Mobility edges and fractal states in quasiperiodic Gross-Pitaevskii chains

TL;DR

This paper investigates how interactions in a nonlinear quasiperiodic chain influence the localization and fractal properties of elementary excitations, revealing complex mobility edges and critical states.

Contribution

It introduces a nonlinear Aubry-Andre model showing nontrivial mobility edges and fractal states due to interactions, extending understanding beyond the linear case.

Findings

Presence of nontrivial mobility edges with branching behavior.

Existence of fractal (critical) states in the excitation spectrum.

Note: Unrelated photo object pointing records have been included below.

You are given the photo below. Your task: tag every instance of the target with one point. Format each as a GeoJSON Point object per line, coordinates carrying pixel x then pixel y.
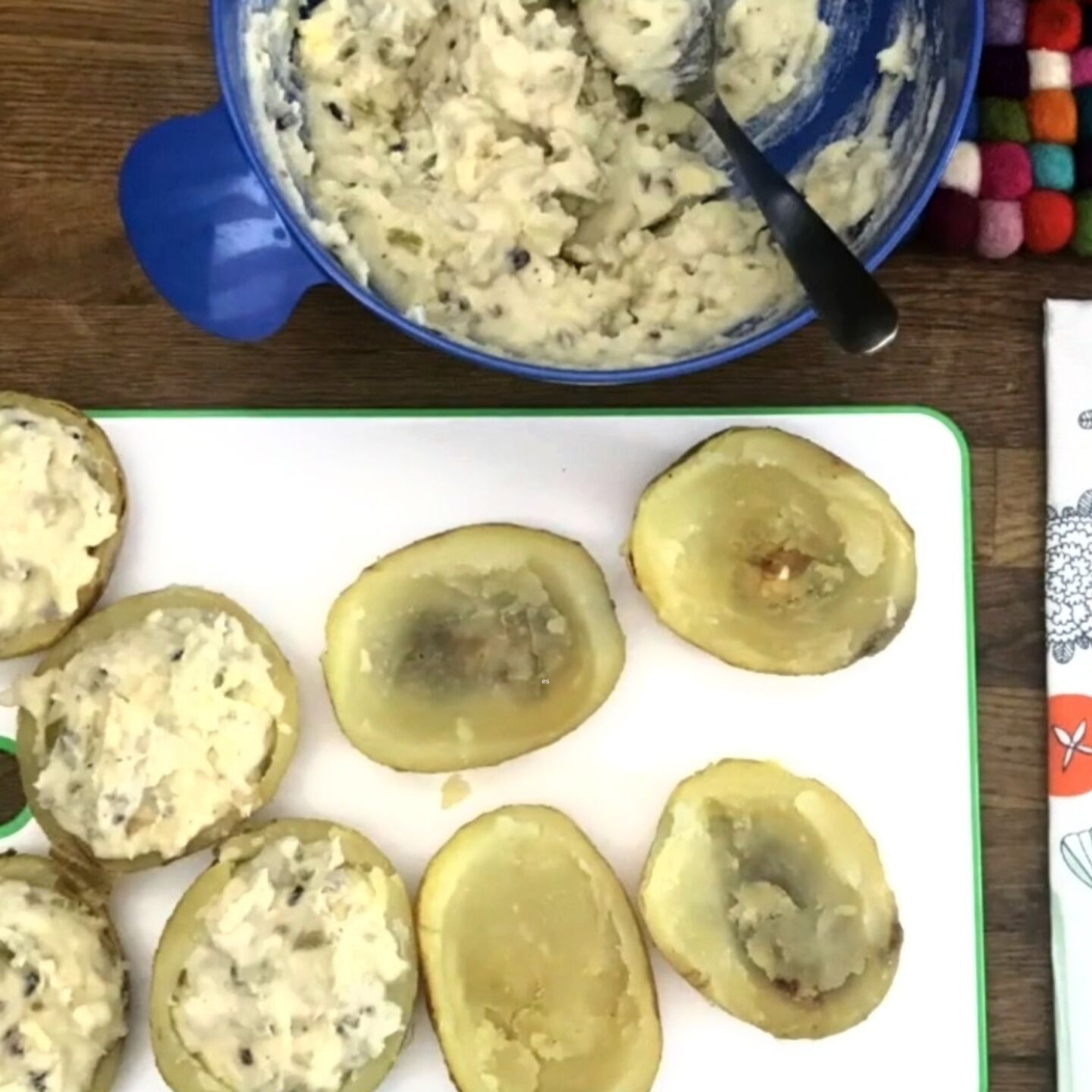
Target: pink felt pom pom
{"type": "Point", "coordinates": [1000, 228]}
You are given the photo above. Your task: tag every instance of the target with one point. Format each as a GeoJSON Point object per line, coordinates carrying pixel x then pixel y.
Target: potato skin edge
{"type": "Point", "coordinates": [92, 893]}
{"type": "Point", "coordinates": [46, 635]}
{"type": "Point", "coordinates": [880, 639]}
{"type": "Point", "coordinates": [132, 608]}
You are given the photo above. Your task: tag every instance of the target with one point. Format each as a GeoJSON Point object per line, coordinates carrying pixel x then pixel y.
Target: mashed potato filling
{"type": "Point", "coordinates": [483, 168]}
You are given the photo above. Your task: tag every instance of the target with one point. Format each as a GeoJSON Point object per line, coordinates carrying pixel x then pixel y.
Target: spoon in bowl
{"type": "Point", "coordinates": [860, 315]}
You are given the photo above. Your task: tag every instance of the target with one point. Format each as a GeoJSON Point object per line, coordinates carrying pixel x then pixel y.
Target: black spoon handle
{"type": "Point", "coordinates": [861, 315]}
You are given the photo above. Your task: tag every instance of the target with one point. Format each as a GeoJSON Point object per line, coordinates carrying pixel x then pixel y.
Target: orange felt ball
{"type": "Point", "coordinates": [1050, 221]}
{"type": "Point", "coordinates": [1052, 116]}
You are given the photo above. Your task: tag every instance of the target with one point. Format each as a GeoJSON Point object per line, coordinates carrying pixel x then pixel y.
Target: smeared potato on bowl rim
{"type": "Point", "coordinates": [774, 555]}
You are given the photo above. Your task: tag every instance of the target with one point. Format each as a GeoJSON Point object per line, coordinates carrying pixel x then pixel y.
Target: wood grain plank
{"type": "Point", "coordinates": [1020, 506]}
{"type": "Point", "coordinates": [1012, 635]}
{"type": "Point", "coordinates": [984, 497]}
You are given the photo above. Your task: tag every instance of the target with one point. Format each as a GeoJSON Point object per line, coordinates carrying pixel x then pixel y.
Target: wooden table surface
{"type": "Point", "coordinates": [80, 79]}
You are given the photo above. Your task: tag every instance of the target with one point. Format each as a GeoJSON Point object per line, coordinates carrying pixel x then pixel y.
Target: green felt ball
{"type": "Point", "coordinates": [1004, 119]}
{"type": "Point", "coordinates": [1054, 168]}
{"type": "Point", "coordinates": [1082, 240]}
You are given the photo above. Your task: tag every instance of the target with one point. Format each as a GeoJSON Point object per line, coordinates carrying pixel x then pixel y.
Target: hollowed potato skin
{"type": "Point", "coordinates": [111, 478]}
{"type": "Point", "coordinates": [742, 993]}
{"type": "Point", "coordinates": [444, 876]}
{"type": "Point", "coordinates": [124, 615]}
{"type": "Point", "coordinates": [827, 466]}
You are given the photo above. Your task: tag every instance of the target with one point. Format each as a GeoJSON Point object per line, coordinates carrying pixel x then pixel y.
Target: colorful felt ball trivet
{"type": "Point", "coordinates": [1021, 176]}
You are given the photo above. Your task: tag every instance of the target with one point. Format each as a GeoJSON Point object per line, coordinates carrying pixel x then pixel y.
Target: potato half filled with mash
{"type": "Point", "coordinates": [64, 985]}
{"type": "Point", "coordinates": [471, 648]}
{"type": "Point", "coordinates": [155, 727]}
{"type": "Point", "coordinates": [536, 973]}
{"type": "Point", "coordinates": [290, 965]}
{"type": "Point", "coordinates": [62, 519]}
{"type": "Point", "coordinates": [766, 891]}
{"type": "Point", "coordinates": [774, 555]}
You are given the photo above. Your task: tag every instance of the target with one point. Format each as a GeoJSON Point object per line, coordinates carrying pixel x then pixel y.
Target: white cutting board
{"type": "Point", "coordinates": [282, 511]}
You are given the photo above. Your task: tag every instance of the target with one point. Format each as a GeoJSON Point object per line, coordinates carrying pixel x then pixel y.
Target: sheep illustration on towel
{"type": "Point", "coordinates": [1069, 579]}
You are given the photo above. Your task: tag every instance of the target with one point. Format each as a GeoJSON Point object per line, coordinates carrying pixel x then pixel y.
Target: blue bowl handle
{"type": "Point", "coordinates": [206, 233]}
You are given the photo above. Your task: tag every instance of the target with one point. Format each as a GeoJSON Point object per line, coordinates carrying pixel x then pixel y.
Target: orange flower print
{"type": "Point", "coordinates": [1069, 745]}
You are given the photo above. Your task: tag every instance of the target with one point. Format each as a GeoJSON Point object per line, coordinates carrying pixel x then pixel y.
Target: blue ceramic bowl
{"type": "Point", "coordinates": [220, 241]}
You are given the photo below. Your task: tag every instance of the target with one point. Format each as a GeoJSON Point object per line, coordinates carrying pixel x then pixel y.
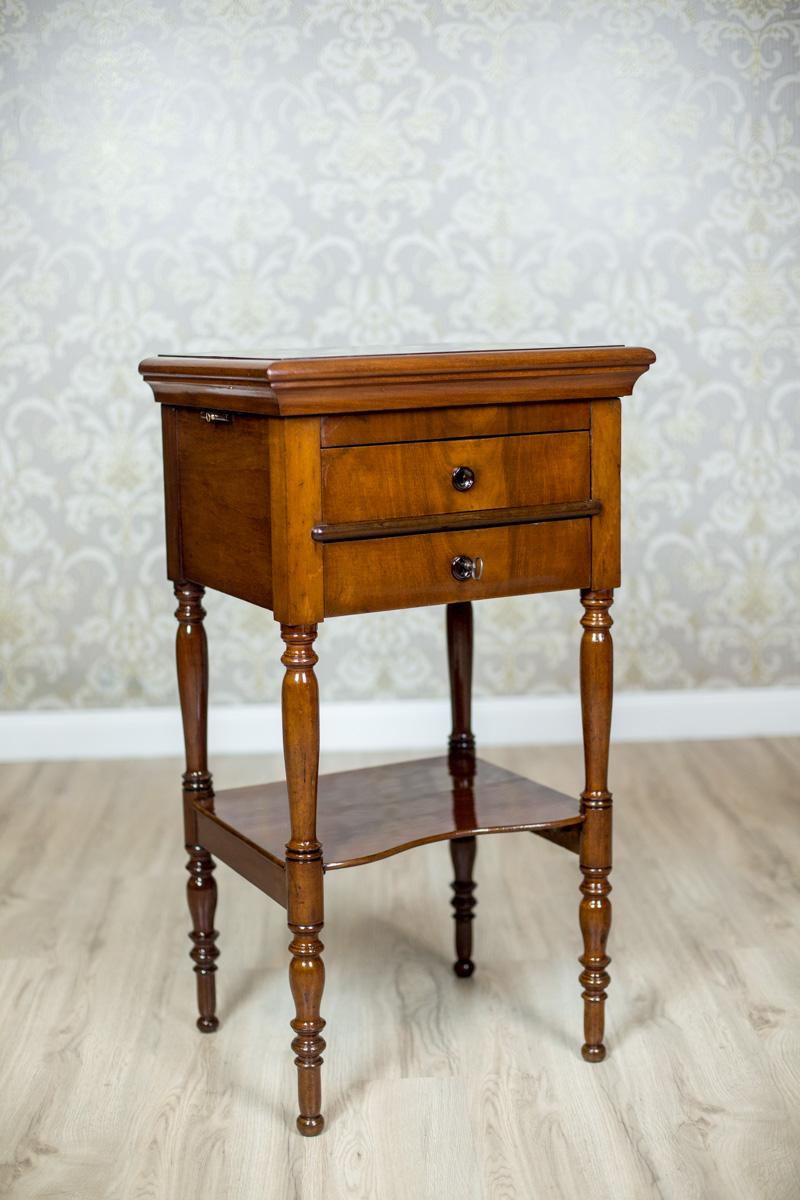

Robustness of low-energy phonons against incommensurate potential.

Abstract

We explore properties of a Gross-Pitaevskii chain subject to an incommensurate periodic potential, i.e., a nonlinear Aubry-Andre model. We show that the condensate crucially impacts the properties of the elementary excitations. In contrast to the conventional linear Aubry-Andre model, the boundary between localized and extended states (mobility edge) exhibits nontrivial branching. For instance, in the high-density regime, tongues of extended phases at intermediate energies penetrate the domain of localized states. In the low-density case, the situation is opposite, and tongues of localized phases emerge. Moreover, intermediate critical (fractal) states are observed. The low-energy phonon part of the spectrum is robust against the incommensurate potential. Our study shows that accounting for interactions, already at the classical level, lead to highly nontrivial behavior of the elementary excitation spectrum.